Challenges in Plane Symmetry: From Theory to Perception
F. Çengel, V. Adanova, S. Tari
TL;DR
The paper investigates the gap between mathematical plane symmetry and human perception by focusing on a single challenging Moroccan-like ornament. It combines a rigorous group-theoretic analysis (identifying the ornament's true symmetry as $cmm$ rather than the visually suggested $p6m$) with two perceptual experiments that collect similarity judgments using Kendall tau distances and visualize relationships via t-SNE. The main finding is that participants tend to favor visually salient higher-order symmetries and often misalign with the formal wallpaper-group classification, highlighting limits of purely group-theoretic approaches for perceptual symmetry. This work emphasizes the need for perceptually grounded models that account for prominence of certain motifs and the comparative evaluation people perform when assessing symmetry.
Abstract
The planar ornaments are created by repeating a base unit using a combination of four primitive geometric operations: translation, rotation, reflection, and glide reflection.
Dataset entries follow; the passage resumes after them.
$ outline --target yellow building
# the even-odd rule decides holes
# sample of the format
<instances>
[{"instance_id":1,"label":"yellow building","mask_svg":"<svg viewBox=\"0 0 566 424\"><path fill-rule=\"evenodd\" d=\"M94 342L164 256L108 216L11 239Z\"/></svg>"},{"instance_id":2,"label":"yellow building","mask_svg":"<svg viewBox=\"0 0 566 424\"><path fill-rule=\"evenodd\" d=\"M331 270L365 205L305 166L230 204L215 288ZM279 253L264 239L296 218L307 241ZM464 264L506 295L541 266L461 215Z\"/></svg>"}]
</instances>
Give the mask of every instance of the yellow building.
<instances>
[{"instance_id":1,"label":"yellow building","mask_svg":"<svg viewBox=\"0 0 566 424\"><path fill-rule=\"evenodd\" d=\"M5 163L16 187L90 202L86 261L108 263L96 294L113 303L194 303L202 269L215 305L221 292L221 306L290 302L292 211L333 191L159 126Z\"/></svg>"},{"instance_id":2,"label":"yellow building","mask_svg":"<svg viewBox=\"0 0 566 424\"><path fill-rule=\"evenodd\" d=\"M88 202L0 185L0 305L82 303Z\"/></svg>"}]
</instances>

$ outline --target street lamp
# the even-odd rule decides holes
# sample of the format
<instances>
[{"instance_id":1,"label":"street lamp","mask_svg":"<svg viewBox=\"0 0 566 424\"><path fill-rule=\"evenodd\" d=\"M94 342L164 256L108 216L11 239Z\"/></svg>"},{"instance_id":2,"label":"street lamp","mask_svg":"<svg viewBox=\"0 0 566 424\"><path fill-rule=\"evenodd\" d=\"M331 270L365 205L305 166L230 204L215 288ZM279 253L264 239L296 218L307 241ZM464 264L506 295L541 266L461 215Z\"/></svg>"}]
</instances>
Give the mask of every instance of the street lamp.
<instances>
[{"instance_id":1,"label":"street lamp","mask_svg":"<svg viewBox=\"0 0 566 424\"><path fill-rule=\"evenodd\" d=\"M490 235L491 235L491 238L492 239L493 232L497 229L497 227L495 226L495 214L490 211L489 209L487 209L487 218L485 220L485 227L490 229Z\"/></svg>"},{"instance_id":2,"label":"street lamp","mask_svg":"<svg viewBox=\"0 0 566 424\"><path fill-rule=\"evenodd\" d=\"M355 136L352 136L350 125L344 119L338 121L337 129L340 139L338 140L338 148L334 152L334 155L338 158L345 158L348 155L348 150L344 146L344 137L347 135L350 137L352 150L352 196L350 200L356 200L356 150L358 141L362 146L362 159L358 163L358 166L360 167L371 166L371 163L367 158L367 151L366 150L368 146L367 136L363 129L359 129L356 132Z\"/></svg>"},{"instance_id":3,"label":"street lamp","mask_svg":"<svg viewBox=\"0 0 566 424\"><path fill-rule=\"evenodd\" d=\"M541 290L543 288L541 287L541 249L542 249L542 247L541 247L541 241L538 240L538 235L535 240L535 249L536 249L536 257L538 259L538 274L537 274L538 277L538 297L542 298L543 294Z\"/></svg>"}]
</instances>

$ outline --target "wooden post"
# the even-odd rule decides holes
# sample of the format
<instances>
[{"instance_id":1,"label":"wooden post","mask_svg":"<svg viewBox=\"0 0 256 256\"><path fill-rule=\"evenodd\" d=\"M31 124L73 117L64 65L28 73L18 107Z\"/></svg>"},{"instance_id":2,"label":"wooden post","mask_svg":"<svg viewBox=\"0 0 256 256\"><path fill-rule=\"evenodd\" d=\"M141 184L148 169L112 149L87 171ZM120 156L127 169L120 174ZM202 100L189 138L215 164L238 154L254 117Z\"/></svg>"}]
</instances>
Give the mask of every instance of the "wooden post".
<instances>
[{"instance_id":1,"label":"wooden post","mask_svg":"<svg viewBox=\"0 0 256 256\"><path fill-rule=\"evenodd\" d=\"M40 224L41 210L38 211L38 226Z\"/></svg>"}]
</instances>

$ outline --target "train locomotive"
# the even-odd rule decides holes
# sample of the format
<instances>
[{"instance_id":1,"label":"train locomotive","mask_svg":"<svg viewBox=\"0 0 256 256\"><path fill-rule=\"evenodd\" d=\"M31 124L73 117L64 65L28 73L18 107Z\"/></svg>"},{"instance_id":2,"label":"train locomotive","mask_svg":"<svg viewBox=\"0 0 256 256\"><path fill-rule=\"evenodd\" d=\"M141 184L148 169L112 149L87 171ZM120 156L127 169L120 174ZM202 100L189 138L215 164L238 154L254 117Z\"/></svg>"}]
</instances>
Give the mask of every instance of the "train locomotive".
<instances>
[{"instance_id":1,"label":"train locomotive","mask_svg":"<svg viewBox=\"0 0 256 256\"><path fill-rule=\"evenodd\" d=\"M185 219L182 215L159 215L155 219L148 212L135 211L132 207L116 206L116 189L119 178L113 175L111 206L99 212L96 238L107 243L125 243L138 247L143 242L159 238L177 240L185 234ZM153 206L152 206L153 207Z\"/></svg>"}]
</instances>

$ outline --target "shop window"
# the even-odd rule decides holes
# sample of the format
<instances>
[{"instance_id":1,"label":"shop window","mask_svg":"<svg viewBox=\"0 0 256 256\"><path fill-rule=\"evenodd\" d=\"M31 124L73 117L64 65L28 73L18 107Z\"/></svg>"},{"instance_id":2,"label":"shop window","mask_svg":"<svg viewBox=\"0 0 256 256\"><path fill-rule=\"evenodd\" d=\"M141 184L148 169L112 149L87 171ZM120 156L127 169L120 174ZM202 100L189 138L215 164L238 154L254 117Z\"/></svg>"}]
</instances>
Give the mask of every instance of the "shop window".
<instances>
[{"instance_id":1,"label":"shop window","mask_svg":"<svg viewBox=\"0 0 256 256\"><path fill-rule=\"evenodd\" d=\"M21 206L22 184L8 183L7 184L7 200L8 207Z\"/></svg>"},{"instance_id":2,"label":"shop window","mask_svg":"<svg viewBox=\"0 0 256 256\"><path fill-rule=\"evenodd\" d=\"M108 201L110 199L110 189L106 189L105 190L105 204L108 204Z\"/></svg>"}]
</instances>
According to group theory, different combinations of these four geometric operations lead to different symmetry groups. In this work, we select a single challenging ornament, and analyze it both from the theoretical point of view and perceptual point of view. We present the perceptual experiment results, where one can see that the symmetries that the participants perceived from the ornaments do not match to what the theory dictates.